Vertical Scaling with the Vertical Pod Autoscaler (VPA)

While HPA changes the number of pods, the VerticalPodAutoscaler (VPA) adjusts the CPU and memory resource requests of the pods themselves. This helps you "right-size" your pods, ensuring they have the resources they need without being over-provisioned.

How It Works

The VPA analyzes the historical resource consumption of your pods. Based on this analysis, it can recommend or automatically apply updated resource requests and limits to your pod specifications.

The safest and most common way to use VPA is in "recommendation mode." In this mode, the VPA does not automatically change your pods' resources. Instead, it provides a recommendation that you can review and apply manually. This is an great tool for determining the optimal resource requests for your application.

Here is an example of a VPA in recommendation mode:

apiVersion: autoscaling.k8s.io/v1
kind: VerticalPodAutoscaler
metadata:
  name: my-webapp-vpa
  namespace: my-app
spec:
  targetRef:
    apiVersion: "apps/v1"
    kind:       Deployment
    name:       my-webapp
  updatePolicy:
    updateMode: "Off"
  • targetRef: Points to the Deployment we want to analyze.
  • updatePolicy.updateMode: "Off": This is the key field. It tells the VPA to only generate recommendations and not to apply any changes.

After a while, you can check the VPA's recommendations with kubectl describe vpa my-webapp-vpa.

Automatic Updates

The VPA can also be configured with an updateMode of "Auto". In this mode, it will automatically update the pod template with its recommended resource requests.
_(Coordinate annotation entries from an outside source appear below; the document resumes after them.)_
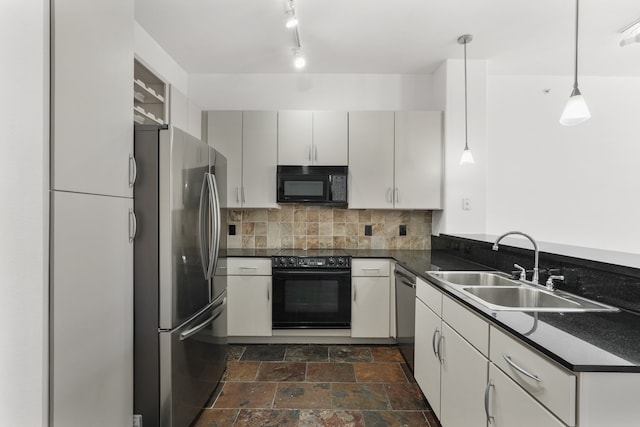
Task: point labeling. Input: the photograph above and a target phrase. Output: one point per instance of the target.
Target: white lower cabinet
(249, 297)
(427, 362)
(370, 290)
(508, 405)
(463, 381)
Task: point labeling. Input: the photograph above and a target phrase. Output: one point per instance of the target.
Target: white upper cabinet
(92, 71)
(224, 133)
(259, 158)
(312, 138)
(249, 142)
(418, 160)
(395, 160)
(371, 159)
(178, 109)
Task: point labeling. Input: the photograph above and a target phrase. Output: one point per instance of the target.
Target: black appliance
(311, 292)
(405, 313)
(321, 185)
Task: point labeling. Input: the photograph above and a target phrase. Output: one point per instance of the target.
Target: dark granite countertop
(582, 342)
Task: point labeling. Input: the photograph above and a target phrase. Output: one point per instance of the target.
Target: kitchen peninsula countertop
(582, 342)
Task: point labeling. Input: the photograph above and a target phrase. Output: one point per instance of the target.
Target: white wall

To apply these changes, the VPA must restart the pods, which can cause a brief service interruption. This mode should be used with caution and is best suited for applications that can handle rolling restarts gracefully.

Combining HPA and VPA: The Best of Both Worlds

You can use HPA and VPA together to achieve a highly efficient scaling strategy.

  1. Use VPA in "Off" mode: Deploy a VPA with updateMode: "Off" for your application. Let it run for a period to gather data and generate stable recommendations for CPU and memory requests.
  2. Apply the Recommendations: Manually update your Deployment's pod template with the resource requests recommended by the VPA.
  3. Use HPA for Horizontal Scaling: With your pods now "right-sized," create an HPA to scale the number of replicas horizontally based on CPU or memory utilization.

Conflict Warning

You cannot use an HPA and a VPA in "Auto" mode on the same resource for the same metric (CPU or memory). The two autoscalers would conflict, leading to undesirable behavior. The recommended pattern is always to use VPA in "Off" mode to inform the requests used by the HPA.